元尾張藩士族たちによって、噴火湾に注ぐ遊楽部川下流域の開拓が本格的に進められたのは、明治11年からでした。
彼らは尾張徳川家の当主との繋がりを大切にしながら八雲の地で生活していきます。

 

慶勝公の御影を祀った内田文三郎

写真の資料は、元尾張藩士の父を持つ内田文三郎が生前に八雲の自宅で祀っていた神棚で、なかには尾張徳川家第14代藩主であり、明治維新後に再家督して17代当主となった徳川慶勝公の写真が収められています。
神棚のサイズは幅8.95cm 奥行5.85cm 高さ13.34cmと小さなものです。
裏には

「明治癸未孟冬徐日両国廣小路ニ於テ求之 内田氏 所有」

と書かれており、明治16年の初冬に東京両国広小路で入手したものと思われます。
慶勝公は本所横網町邸(現在の両国国技館の位置)に明治12年から住んでおり、明治16年8月1日に歿します。この写真の原版が徳川林政史研究所に保管されていることも合わせると、慶勝公の歿後に写真を徳川家から戴き、近くの広小路で神棚を入手して祀ったのではないかと思われます。

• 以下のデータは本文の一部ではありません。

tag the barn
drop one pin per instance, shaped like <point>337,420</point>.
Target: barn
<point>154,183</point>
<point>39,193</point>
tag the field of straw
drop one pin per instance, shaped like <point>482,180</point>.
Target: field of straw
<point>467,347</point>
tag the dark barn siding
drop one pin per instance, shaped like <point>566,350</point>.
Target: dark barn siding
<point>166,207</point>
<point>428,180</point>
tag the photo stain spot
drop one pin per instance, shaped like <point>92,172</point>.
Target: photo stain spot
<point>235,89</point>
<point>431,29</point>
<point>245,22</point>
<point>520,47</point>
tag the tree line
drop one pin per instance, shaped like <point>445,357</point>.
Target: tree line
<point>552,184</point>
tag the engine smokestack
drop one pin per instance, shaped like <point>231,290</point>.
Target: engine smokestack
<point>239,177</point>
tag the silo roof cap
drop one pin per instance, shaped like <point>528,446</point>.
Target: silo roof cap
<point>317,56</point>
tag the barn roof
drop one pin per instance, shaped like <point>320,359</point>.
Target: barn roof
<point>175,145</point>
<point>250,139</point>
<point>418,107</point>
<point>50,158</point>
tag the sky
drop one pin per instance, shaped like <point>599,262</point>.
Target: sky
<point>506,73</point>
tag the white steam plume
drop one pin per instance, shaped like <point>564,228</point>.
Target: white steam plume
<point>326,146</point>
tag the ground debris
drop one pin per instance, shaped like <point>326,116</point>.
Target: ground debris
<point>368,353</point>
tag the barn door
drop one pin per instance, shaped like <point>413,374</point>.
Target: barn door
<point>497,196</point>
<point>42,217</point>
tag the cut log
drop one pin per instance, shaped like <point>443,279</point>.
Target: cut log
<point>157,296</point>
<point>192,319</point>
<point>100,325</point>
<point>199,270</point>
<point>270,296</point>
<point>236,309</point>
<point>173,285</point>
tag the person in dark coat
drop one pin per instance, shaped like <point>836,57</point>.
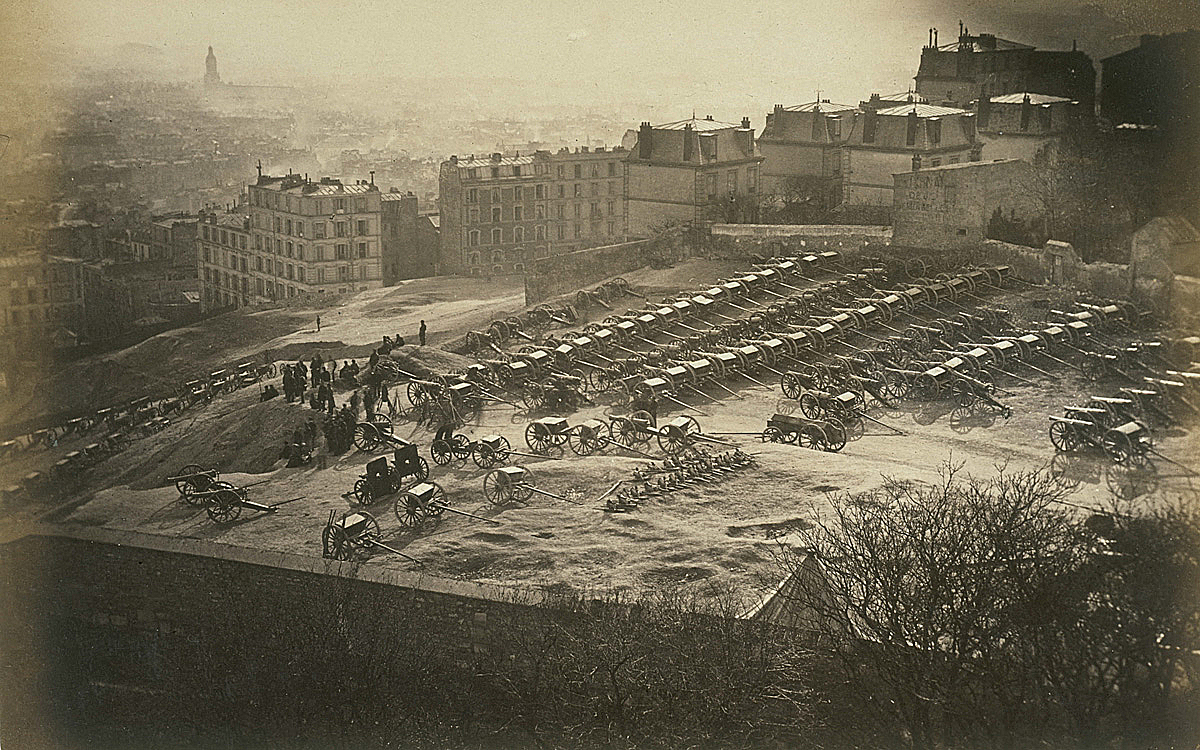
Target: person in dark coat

文三郎は明治3年東京生まれで、明治17年に東京英和学校を卒業して徳川家から選ばれて札幌農学校で学び、卒業後は八雲の徳川家開墾地に入り、のちに八雲町長も務めました。八雲人として生きたその傍らにこの神棚があったことは、旧藩士族にとって慶勝公は特別な存在であり、精神的な拠り所であったといわれていることを裏付けていると考えられます。

 

尾張徳川家と北海道八雲町の深いつながり

この尾張徳川家への思いは文三郎に限ったことではなく、八雲において慶勝公が熱田神宮の分社である八雲神社へ「徳川慶勝命」として昭和9年に合祀されていることからも伺えます。
また、移住士族たちは、明治45年に第19代義親公より、徳川家開墾地の一部を無償譲渡されて自作農となりますが、徳川家の高恩を記念し報いるとともに移住人の親睦和合を図る組織「和合会」を大正4年に結成して、折々に集まって当主にご挨拶をし、毎年豆と鮭を贈呈しています。この和合会は現在も存続し、来年100周年を迎えます。
さらに義親公は昭和41年に八雲町名誉町民第一号となり、それを記念して町民たちが義親公の胸像を建てるなど、「殿と家臣」「農場主と小作人」といった枠組みが外れた後もつながりがあったのです。